A, dose response of FGF19 and FGF21 signaling in H4IIE hepatocytes. The activity of FGF signaling was determined by immunoblot analysis for phosphorylated FRS2α (pFRS2α) and phosphorylated ERK1/2 (pERK1/2), with total ERK1/2 (ERK1/2) levels serving as an internal control. B, knock-down of βKlotho expression by siRNA. H4IIE cells were transfected with a nontargeting random siRNA (Random) or two independent rat βKlotho siRNAs (βKlotho-1 and βKlotho-3). Expression of βKlotho, and α-actin as a loading control, was determined by immunoblotting. C, FGF19 requires endogenous βKlotho to activate FGF signaling in hepatocytes. H4IIE cells were transfected with a nontargeting random siRNA (Random) or two independent βKlotho siRNAs (βKlotho-1 and βKlotho-3) and stimulated with FGF19, FGF21, or FGF2 at the indicated concentrations for 10 min, and the cell lysates were subjected to immunoblot analysis as in A. D, H4IIE cells predominantly express FGFR4. FGFR1–4 mRNA levels were measured by quantitative RT-PCR in triplicate using the comparative C_T method and indicated as the relative fold difference from the lowest expression level of FGFR. The bars indicate the means plus S.D. error (n = 3). E, FGF19 suppresses CYP7A1 expression and increases SHP expression in hepatocytes in a βKlotho-dependent manner. H4IIE cells were transfected with siRNA as in B and then assayed for CYP7A1 and SHP mRNA levels after incubation with either vehicle, FGF19 (50 ng/ml or 100 ng/ml), or FGF21 (100 ng/ml) for 10 h. The results are presented as the relative fold difference from vehicle-treated samples. The bars indicate the means plus S.D. error (n = 3).

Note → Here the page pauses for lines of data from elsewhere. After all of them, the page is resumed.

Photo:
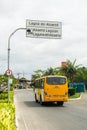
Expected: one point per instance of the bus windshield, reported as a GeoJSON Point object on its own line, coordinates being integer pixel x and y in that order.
{"type": "Point", "coordinates": [55, 80]}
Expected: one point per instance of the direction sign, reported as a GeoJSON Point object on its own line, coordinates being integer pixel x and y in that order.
{"type": "Point", "coordinates": [8, 72]}
{"type": "Point", "coordinates": [43, 29]}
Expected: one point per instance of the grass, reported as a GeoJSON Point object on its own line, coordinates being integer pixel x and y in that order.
{"type": "Point", "coordinates": [7, 113]}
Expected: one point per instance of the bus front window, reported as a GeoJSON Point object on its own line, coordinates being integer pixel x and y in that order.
{"type": "Point", "coordinates": [55, 80]}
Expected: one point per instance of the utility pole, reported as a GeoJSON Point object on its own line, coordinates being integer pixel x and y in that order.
{"type": "Point", "coordinates": [9, 59]}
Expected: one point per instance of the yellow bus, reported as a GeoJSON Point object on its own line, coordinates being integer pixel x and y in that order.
{"type": "Point", "coordinates": [51, 89]}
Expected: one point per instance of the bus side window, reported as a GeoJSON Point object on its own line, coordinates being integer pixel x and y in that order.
{"type": "Point", "coordinates": [42, 83]}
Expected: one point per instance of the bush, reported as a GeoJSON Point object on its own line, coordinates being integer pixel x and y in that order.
{"type": "Point", "coordinates": [71, 91]}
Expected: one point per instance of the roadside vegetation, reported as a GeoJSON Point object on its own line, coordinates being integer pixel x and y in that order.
{"type": "Point", "coordinates": [7, 110]}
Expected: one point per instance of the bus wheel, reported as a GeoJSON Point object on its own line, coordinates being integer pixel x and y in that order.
{"type": "Point", "coordinates": [60, 103]}
{"type": "Point", "coordinates": [41, 100]}
{"type": "Point", "coordinates": [36, 98]}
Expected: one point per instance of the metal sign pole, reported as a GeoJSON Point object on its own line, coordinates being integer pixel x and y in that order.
{"type": "Point", "coordinates": [9, 60]}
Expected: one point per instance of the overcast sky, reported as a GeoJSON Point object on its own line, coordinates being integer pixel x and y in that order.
{"type": "Point", "coordinates": [29, 54]}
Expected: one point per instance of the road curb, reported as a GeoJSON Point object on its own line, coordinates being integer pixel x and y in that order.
{"type": "Point", "coordinates": [72, 99]}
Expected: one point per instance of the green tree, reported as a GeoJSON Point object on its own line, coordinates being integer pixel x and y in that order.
{"type": "Point", "coordinates": [81, 75]}
{"type": "Point", "coordinates": [49, 71]}
{"type": "Point", "coordinates": [70, 69]}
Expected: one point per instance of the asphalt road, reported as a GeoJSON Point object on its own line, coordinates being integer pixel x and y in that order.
{"type": "Point", "coordinates": [32, 116]}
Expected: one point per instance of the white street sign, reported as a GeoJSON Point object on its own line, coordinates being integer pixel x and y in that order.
{"type": "Point", "coordinates": [43, 29]}
{"type": "Point", "coordinates": [8, 72]}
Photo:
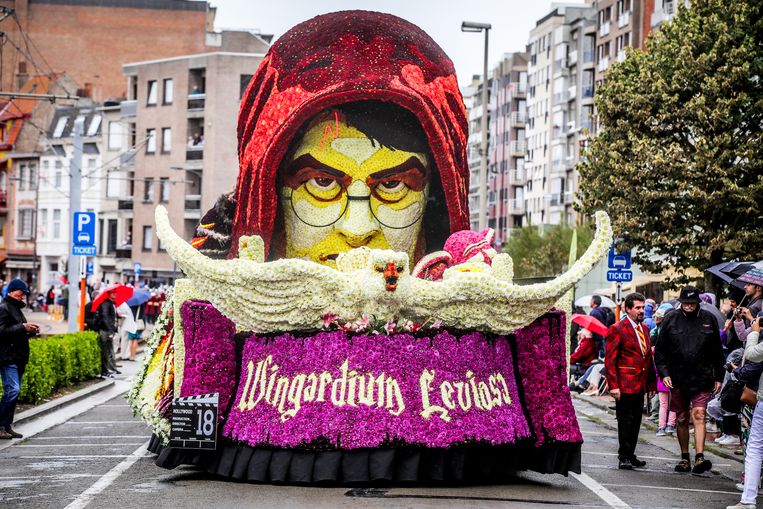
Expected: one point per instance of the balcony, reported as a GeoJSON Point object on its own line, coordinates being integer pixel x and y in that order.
{"type": "Point", "coordinates": [518, 117]}
{"type": "Point", "coordinates": [518, 147]}
{"type": "Point", "coordinates": [623, 19]}
{"type": "Point", "coordinates": [518, 88]}
{"type": "Point", "coordinates": [196, 102]}
{"type": "Point", "coordinates": [194, 153]}
{"type": "Point", "coordinates": [128, 108]}
{"type": "Point", "coordinates": [127, 158]}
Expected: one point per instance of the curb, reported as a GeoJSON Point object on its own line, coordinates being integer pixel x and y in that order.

A, L6 cells were cotransfected with expression vectors for βKlotho and one of the indicated FGFR isoforms, then stimulated with FGF19 (1,000 ng/ml), FGF21 (1,000 ng/ml), or FGF2 (100 ng/ml) for 10 min. FGF signaling activity was determined by immunoblot (i.b.) analysis for phosphorylated FRS2α (pFRS2α) and phosphorylated ERK1/2 (pERK1/2) and total ERK1/2 (ERK1/2) levels performed as an internal control (upper panel). The signal intensity of phosphorylated ERK1/2 was quantified, corrected with that of corresponding total ERK1/2, and indicated as fold increase from vehicle-treated samples in each FGFR group (lower panel). A representative result from three independent experiments is shown. B, as in A, except that βKlotho was not transfected. C, dose response of FGF19 and FGF21 signaling in L6 cells cotransfected with expression vectors for βKlotho and FGFR4. The cell lysates were subjected to immunoblot analysis as in A.

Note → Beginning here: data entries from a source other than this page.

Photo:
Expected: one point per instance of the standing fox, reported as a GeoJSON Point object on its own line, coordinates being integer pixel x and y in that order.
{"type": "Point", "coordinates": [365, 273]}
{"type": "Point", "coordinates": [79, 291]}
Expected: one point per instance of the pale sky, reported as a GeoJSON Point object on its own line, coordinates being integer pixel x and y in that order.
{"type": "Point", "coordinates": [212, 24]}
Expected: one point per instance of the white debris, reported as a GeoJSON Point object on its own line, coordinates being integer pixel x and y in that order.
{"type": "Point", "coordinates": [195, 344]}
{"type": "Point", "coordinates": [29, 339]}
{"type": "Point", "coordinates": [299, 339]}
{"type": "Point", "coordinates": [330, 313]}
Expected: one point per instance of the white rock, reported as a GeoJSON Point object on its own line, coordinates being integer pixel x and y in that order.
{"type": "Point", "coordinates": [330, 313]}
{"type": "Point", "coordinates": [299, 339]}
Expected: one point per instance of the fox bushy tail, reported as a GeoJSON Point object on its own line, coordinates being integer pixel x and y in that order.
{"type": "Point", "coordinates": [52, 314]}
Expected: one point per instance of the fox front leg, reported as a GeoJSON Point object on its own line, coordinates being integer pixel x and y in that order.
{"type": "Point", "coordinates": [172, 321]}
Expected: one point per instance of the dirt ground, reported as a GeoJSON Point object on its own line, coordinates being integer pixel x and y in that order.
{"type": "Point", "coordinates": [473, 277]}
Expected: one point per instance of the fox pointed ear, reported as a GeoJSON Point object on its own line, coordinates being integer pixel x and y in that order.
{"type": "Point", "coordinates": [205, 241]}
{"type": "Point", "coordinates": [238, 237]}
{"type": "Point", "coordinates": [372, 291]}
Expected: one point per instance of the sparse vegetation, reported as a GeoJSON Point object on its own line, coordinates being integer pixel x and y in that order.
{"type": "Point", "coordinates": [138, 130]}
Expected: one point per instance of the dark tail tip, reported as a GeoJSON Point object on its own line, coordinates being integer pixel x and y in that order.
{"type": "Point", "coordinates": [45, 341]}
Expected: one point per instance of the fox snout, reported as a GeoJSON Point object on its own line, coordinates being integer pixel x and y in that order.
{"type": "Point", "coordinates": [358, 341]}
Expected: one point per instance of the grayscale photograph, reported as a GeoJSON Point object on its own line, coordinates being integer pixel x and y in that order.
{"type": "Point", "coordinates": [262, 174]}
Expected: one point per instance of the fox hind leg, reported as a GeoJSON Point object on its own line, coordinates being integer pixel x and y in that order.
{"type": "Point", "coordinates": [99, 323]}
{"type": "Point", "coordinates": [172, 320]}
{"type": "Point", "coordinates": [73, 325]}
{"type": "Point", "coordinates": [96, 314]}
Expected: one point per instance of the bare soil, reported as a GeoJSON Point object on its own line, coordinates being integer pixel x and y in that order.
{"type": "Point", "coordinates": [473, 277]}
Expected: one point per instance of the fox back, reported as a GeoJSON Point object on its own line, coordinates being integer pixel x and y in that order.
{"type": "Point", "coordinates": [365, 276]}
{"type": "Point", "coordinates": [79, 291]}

A, tissue distribution of FGFRs. FGFR1–4 mRNA levels in white adipose tissue and liver from wild-type mice were measured by quantitative RT-PCR in triplicates using the comparative C_T method and indicated as the relative fold difference from the lowest expression level of FGFR. The bars indicate the means plus S.D. error (n = 3). B, βKlotho constitutively binds to FGFR1 and FGFR4 in mouse tissues. Tissue lysates from white adipose tissue (WAT) and liver were immunoprecipitated (i.p.) with anti-FGFR1 antibody and anti-FGFR4 antibody, respectively, and immunoblotted (i.b.) with the same anti-FGFR antibody or anti-βKlotho antibody. Normal IgG was used instead of anti-FGFR antibody as a negative control. The arrow indicates the FGFR1 specific band. C, tissue-specific activation of FGF signaling by FGF19 and FGF21. Hind limb muscles (Muscle), white adipose tissue (WAT), kidney, and liver were excised from mice treated either with vehicle (n = 4), FGF19 (n = 2), or FGF21 (n = 2). Tissue lysates were prepared for immunoblot analysis using the antibodies indicated.